La flambée d’inflation dans le monde – et la mesure dans laquelle les taux d’intérêt devront monter pour la juguler – reste le principal sujet de préoccupation en ce qui concerne les perspectives économiques. Aux risques posés par les prix astronomiques, s’ajoutent les perturbations de chaîne logistique dues à la guerre en Ukraine et aux restrictions sanitaires en Chine. Alors que les banques centrales luttent pour contenir la demande, les taux d’intérêt bondissent. Et déjà, la reprise économique ralentit dans les économies avancées, tandis que les pénuries de main-d’œuvre compliquent la relance de la production.

Les inquiétudes entourant les perspectives économiques s’intensifient. Le PIB a nettement décliné au premier trimestre 2022 aux États-Unis, en Italie et en France, en partie à cause de la vague virale de l’hiver et des perturbations persistantes dans la chaîne logistique. À lui seul, le manque de travailleurs suffirait à limiter la croissance, étant donné que le chômage reste extrêmement bas dans les régions que nous couvrons.

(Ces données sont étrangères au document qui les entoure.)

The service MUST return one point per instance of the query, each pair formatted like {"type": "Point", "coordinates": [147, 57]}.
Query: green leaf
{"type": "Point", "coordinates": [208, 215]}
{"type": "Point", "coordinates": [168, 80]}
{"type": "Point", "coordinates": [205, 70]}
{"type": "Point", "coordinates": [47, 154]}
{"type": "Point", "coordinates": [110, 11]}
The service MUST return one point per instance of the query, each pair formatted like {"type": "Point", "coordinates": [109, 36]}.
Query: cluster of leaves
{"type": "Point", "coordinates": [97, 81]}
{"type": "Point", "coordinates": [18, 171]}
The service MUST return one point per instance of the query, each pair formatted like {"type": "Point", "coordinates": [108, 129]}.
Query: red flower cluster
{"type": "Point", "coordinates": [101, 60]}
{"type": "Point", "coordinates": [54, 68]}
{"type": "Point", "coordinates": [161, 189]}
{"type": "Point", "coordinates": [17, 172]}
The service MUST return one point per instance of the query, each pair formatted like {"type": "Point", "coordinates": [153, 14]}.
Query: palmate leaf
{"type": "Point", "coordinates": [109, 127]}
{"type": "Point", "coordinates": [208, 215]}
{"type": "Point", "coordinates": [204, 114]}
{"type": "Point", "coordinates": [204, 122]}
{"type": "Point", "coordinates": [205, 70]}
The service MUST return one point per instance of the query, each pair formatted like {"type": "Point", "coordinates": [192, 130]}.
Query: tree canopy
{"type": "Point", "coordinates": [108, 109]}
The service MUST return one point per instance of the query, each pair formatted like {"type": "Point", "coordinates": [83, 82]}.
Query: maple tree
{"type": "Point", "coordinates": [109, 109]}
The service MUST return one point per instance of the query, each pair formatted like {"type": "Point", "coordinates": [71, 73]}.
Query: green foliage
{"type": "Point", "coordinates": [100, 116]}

Les secteurs du voyage et du tourisme ne se sont pas complètement remis de la pandémie, et les régions productrices de marchandises bénéficient des prix plus élevés. Mais au-delà, il est peu probable que la croissance devienne supérieure à la normale, et les risques de baisse s’accumulent.

La reprise des voyages et l’envolée des prix des marchandises sur les marchés mondiaux stimulent le PIB du Canada

À présent que la plupart des restrictions ont été levées, le secteur du voyage, durement touché, devrait connaître une croissance supérieure à la moyenne. Au Canada, le nombre de passagers du transport aérien demeure largement inférieur aux niveaux d’avant la pandémie. Mais notre suivi des opérations par carte de débit et de crédit suggère que les réservations de voyages et d’activités de loisirs sont de nouveau au-dessus des niveaux d’avant la crise, ce qui laisse présager un fort redressement des voyages pendant l’été.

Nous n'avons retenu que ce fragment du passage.